If all you want to do is have a single control on a form scale, while others stay "stuck" to the edges, use the Anchor property. For the controls that you want to stay at the top, set the Anchor property to "Top, Left" (the default). For controls that you want to stay at the bottom, set the Anchor property to "Bottom, Left". For controls that you want to grow in width with the form/dialog (such as a single-line textbox control), set the Anchor property to "Left, Right" (and set Top or Bottom depending whether you want it move as the top or the bottom of the dialog changes.
And if you want a control to resize in all directions with a Form, set the Anchor property to "Top, Left, Bottom, Right". Very useful for "main control" type of things, such as a dominant listbox, tree control, or multi-line textbox.
For what you need, don't mess with the AutoSize or AutoSizeMode... those properties control how a control changes size based on its own contents, not how it resizes based on its container's behavior. Think of AutoSize/AutoSize mode as inward looking, while Anchor/Dock are outward looking. You get some very bizarre behavior if you use both sizing methods at the same time. Generally not useful.
Dock the ListView to all four sides of the form, and the other controls to 2 or less.
There is a property on controls called "Anchor" (in "Layout" category) if you set this to "Top, Bottom, Left, Right" it will maintain margins between control and its parent container causing it to resize as container changes size.
But if only one of anchors along one axis is enabled (e.g. "left", but not "right") it will move the control instead, again, preserving locked margins between the control and its container.

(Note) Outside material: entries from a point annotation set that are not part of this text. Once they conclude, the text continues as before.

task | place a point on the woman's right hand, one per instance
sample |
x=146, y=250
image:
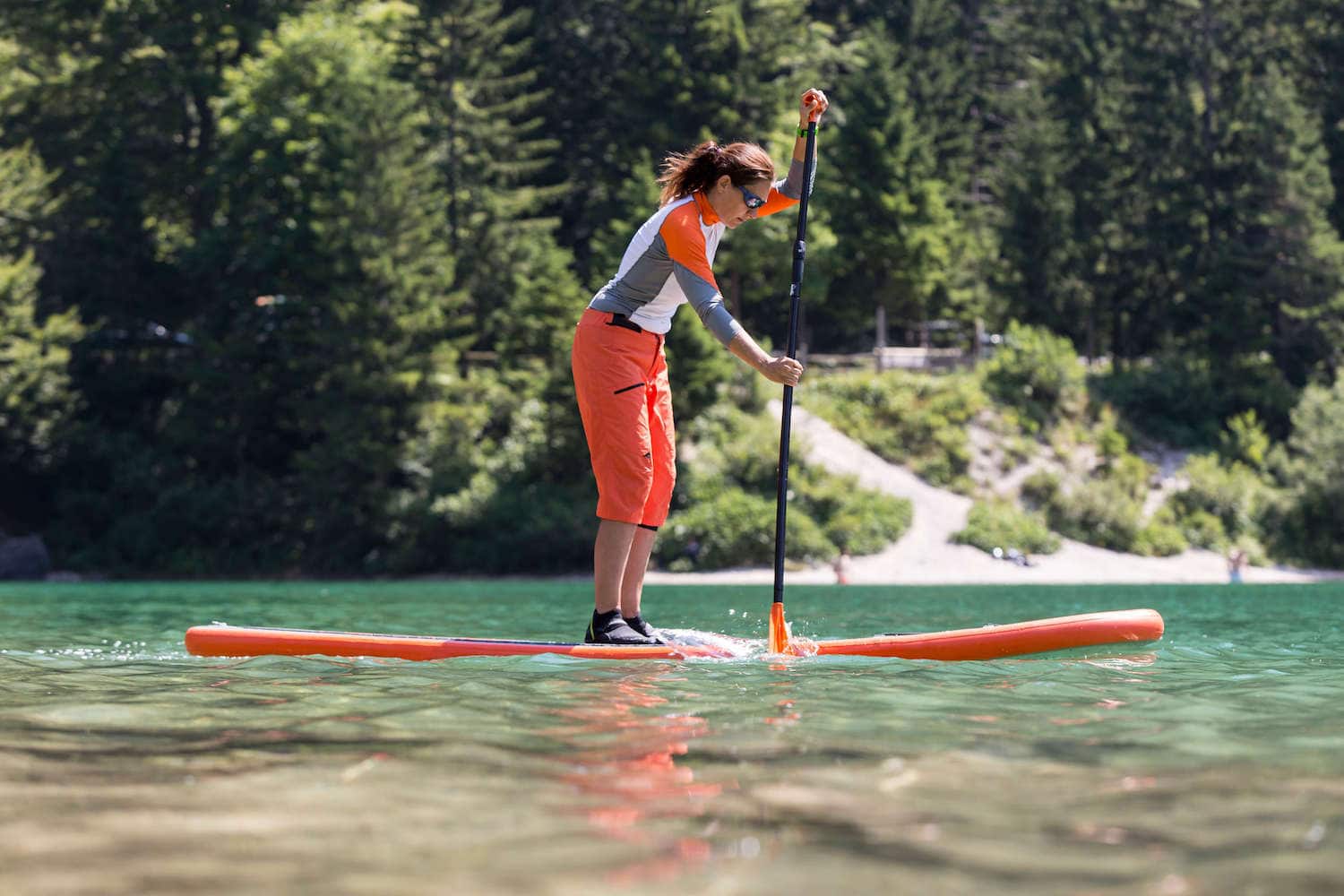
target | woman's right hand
x=785, y=371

In short : exactly what James said, except it is "Anchor" not "Dock" property. Dock is similar but not exactly the same.
IF you put the ListView in one panel of a SplitContainer and put the remaining controls in the other panel you can restrict the growth of the second panel by setting the min and maxsize.

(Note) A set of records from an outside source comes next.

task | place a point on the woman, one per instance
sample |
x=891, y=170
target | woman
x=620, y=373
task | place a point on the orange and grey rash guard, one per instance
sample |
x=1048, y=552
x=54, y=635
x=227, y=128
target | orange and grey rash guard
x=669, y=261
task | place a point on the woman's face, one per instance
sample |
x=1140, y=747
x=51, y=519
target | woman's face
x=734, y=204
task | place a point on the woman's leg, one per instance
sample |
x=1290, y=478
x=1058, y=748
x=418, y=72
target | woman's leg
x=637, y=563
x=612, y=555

If your ListView is docked Full then it'll take all the increase when the form is resized.
What if we have multiple controls in the form?
For example: If a form is used to generate some result in a grid with respect to the data entered in couple of text-boxes or combo-boxes, etc.;
And we want them to resize/realign accordingly and not overlap each other (as it happens when using the dock-fill), especially with the grid-view or similar control in context.